Hubungan antara Moskow dan London kembali memanas setelah Rusia mengusir dua diplomat Inggris dalam konflik baru-baru ini. Moskow menuduh Inggris sebagai provokator perang di Ukraina, sementara Amerika Serikat berupaya menengahi konflik tersebut di bawah kepemimpinan Presiden Donald Trump. Ketegangan antara Rusia dan Inggris bukan hal baru, namun semakin memburuk sejak perang di Ukraina terjadi pada 2022.
Menurut laporan dari badan intelijen luar negeri Rusia, SVR, London dinilai sebagai ancaman utama bagi Rusia hari ini. Pernyataan dari pejabat Rusia menyebutkan bahwa Inggris telah menjadi kekuatan penghasut utama di antara negara-negara Barat dalam menentang Rusia, dengan Perdana Menteri Inggris, Keir Starmer, dituduh memimpin langkah-langkah agresif terhadap Moskow.
Hubungan yang bergejolak antara Rusia dan Inggris telah terjadi selama beberapa abad terakhir, dengan Inggris dipandang sebagai musuh utama oleh Rusia. Situasi semakin memanas setelah Rusia menginvasi Ukraina, di mana terjadi konflik mematikan di Eropa sejak Perang Dunia Kedua. Langkah-langkah terbaru antara keduanya meliputi pengusiran diplomat dan pembekuan aset, serta turunnya perdagangan antara kedua negara.

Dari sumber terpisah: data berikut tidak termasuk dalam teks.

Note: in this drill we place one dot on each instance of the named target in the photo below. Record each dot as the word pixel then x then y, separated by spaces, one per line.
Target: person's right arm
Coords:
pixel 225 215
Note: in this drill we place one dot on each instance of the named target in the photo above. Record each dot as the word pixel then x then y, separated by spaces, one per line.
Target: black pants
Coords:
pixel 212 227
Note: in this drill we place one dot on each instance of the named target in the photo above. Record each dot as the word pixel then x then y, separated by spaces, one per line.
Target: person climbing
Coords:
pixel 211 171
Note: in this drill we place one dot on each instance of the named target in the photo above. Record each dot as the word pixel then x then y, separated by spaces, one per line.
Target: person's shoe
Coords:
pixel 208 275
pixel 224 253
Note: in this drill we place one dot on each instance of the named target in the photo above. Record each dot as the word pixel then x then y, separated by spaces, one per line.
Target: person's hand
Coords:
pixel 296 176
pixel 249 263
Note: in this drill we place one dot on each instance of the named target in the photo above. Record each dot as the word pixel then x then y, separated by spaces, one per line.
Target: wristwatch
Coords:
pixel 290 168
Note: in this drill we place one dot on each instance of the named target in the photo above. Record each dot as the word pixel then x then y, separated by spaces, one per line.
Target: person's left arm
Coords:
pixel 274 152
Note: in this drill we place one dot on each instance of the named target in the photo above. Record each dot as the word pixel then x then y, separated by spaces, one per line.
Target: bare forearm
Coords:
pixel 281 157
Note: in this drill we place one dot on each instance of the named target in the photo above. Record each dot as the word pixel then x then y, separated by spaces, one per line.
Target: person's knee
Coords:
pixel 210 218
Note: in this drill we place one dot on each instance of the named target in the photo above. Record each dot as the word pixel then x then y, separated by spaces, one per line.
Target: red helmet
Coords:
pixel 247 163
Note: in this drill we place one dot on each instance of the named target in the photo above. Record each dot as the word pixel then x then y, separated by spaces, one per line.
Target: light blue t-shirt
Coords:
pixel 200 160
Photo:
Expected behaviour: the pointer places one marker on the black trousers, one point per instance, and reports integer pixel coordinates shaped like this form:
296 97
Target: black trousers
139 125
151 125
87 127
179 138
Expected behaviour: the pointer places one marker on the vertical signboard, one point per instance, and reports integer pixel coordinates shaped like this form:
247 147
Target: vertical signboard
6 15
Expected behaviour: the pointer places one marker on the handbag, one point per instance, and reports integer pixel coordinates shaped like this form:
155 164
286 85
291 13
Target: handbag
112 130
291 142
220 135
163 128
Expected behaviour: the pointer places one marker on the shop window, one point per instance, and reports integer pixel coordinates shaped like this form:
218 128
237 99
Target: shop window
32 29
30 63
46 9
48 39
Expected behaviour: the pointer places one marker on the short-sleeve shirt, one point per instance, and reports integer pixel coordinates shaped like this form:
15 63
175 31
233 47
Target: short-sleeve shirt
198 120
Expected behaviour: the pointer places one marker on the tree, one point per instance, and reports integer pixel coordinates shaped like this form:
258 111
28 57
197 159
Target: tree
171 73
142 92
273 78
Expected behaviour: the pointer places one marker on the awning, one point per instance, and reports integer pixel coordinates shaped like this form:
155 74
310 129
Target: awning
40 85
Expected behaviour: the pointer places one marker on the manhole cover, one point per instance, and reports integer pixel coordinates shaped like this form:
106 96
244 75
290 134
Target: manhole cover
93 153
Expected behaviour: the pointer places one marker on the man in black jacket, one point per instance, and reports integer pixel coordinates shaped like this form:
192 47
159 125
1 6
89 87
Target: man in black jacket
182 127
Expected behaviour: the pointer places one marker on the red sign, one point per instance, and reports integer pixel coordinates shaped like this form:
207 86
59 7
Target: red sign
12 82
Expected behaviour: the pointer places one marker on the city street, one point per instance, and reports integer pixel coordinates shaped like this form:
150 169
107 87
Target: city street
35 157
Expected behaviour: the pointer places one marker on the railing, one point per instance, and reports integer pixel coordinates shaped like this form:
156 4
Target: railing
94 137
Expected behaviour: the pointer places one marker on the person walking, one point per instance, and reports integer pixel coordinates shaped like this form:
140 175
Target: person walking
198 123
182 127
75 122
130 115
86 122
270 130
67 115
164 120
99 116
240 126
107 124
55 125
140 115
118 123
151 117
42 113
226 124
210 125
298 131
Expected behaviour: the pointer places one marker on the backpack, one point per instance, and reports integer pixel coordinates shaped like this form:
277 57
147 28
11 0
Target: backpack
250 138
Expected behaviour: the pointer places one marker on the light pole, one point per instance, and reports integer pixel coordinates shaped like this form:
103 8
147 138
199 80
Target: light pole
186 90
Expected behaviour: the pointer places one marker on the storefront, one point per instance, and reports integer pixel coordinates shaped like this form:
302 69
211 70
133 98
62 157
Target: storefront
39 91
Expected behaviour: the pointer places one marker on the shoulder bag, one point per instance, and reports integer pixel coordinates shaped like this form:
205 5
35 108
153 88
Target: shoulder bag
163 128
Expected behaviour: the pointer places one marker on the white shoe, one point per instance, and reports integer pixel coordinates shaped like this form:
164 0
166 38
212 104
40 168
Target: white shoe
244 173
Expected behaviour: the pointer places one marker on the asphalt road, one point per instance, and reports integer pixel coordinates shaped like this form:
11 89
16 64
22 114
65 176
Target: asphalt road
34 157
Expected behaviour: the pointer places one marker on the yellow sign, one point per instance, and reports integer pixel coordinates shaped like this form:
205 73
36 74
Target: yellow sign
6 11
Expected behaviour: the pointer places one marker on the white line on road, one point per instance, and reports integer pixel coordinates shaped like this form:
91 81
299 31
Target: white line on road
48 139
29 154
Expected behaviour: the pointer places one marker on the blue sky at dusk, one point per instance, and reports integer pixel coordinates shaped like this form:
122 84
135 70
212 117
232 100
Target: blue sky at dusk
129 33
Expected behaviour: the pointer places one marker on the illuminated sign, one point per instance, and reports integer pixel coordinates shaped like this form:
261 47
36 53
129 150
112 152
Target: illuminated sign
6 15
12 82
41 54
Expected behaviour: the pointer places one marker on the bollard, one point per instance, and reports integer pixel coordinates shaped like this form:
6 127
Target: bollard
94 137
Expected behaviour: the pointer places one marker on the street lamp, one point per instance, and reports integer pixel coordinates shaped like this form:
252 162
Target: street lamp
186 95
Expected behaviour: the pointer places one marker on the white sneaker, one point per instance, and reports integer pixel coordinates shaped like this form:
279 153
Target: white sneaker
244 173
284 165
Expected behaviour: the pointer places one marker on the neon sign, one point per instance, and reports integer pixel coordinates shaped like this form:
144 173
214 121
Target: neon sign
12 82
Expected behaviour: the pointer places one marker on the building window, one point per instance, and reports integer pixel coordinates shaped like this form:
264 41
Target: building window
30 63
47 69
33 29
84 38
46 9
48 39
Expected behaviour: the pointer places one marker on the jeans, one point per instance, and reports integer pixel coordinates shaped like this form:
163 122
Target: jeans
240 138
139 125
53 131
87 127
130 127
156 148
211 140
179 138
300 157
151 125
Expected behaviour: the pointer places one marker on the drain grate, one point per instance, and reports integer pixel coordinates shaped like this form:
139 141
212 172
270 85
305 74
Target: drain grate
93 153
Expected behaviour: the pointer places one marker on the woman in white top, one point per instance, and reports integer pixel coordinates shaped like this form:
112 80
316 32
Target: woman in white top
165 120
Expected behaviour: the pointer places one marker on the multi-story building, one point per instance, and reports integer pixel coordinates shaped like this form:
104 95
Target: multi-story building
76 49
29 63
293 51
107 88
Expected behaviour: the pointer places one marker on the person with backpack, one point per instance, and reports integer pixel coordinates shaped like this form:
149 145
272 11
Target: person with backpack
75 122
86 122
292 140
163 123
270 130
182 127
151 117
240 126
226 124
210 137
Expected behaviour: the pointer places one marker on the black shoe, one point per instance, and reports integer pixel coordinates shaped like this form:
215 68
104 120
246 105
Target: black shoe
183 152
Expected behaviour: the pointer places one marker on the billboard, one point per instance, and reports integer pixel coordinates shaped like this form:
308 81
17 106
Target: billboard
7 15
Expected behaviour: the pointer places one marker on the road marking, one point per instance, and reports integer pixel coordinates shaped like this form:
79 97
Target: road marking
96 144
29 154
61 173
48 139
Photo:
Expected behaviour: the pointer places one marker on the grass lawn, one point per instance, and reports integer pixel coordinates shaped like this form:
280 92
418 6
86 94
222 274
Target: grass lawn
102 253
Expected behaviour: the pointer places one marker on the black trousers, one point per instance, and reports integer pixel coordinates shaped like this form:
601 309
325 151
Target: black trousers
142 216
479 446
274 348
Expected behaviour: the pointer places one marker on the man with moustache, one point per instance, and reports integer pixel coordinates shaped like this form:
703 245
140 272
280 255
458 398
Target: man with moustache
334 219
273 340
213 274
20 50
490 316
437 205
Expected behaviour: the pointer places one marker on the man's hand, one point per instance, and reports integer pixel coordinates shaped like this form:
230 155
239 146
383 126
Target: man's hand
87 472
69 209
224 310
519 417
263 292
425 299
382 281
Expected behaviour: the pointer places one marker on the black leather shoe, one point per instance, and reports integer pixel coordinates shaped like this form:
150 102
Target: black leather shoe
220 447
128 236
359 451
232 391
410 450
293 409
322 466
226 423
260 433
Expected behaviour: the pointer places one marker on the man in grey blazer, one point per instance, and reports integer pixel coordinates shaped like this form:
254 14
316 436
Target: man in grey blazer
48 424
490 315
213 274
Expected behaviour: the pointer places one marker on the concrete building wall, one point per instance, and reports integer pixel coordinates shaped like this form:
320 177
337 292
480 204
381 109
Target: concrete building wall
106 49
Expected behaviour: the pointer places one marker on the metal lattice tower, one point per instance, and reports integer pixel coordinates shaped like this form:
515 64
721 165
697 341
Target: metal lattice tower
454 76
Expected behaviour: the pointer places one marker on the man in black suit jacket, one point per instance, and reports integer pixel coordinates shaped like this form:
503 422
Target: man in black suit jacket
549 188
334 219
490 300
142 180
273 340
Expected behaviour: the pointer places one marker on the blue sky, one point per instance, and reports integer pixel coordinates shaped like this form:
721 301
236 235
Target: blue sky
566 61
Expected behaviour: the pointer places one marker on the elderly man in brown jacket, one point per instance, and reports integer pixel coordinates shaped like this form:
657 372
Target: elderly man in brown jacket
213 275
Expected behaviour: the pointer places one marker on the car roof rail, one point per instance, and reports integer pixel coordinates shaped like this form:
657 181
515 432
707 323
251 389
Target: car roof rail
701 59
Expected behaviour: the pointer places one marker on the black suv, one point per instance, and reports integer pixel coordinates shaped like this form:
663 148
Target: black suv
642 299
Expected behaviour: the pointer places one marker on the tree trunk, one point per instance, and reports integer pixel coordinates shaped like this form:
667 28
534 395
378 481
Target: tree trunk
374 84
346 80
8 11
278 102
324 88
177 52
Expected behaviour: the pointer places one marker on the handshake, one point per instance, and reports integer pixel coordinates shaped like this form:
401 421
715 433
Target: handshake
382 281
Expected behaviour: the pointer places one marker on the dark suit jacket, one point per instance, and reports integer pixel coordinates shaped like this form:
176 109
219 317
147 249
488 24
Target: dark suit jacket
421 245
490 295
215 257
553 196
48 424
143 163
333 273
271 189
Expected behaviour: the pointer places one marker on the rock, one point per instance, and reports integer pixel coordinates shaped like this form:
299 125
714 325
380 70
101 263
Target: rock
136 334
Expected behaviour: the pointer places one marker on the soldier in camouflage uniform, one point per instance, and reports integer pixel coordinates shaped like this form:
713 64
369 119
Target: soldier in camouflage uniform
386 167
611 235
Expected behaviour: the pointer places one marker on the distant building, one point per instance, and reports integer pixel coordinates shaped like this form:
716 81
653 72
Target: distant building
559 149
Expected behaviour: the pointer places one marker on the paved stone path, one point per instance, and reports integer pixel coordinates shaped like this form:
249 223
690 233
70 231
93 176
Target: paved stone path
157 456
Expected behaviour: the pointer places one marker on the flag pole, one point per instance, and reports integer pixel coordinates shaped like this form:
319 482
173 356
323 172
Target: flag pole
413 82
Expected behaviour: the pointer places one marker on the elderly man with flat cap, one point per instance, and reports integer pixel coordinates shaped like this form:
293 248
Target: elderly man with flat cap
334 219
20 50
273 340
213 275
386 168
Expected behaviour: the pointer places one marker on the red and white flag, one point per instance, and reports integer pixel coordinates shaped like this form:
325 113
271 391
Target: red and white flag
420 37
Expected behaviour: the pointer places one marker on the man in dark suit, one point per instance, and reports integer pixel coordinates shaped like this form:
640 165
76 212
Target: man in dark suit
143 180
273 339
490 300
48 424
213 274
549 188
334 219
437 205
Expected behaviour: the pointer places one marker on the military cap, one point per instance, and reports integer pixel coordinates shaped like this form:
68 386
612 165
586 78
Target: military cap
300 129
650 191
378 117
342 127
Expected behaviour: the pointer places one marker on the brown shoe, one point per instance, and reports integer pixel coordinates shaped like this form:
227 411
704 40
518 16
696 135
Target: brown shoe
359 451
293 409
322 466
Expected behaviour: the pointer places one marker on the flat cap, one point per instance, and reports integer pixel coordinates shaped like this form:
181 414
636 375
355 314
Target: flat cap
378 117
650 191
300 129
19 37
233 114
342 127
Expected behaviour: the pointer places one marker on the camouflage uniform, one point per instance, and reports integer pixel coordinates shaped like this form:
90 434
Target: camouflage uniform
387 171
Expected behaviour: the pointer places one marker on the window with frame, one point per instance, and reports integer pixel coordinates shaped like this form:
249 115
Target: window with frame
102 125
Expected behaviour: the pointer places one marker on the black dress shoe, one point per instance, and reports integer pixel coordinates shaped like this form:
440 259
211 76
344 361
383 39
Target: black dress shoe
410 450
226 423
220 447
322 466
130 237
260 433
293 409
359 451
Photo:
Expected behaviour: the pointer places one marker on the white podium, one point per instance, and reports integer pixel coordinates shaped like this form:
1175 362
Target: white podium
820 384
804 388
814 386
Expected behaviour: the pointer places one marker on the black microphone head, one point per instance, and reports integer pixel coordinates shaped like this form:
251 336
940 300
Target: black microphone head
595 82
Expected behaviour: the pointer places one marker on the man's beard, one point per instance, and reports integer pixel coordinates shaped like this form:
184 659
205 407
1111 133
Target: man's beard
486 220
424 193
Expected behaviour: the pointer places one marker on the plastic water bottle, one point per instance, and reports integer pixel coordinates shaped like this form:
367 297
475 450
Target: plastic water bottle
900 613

Masa depan hubungan antara Inggris dan Rusia semakin suram, dengan sentimen anti-Inggris yang terus meningkat di Rusia. Retorika yang muncul menunjukkan ketidakpercayaan mendalam terhadap niat London terhadap Moskow. Sementara itu, ketegangan antara AS dan Uni Eropa juga memuncak, dengan ancaman tarif dan tindakan balasan yang terus menguat. Negosiasi antara AS dan Uni Eropa diprediksi tidak akan menghasilkan hasil yang produktif dalam waktu dekat. Semua faktor ini memperumit situasi geopolitik di kawasan Eropa dan merentangkan ketegangan antara negara-negara tersebut.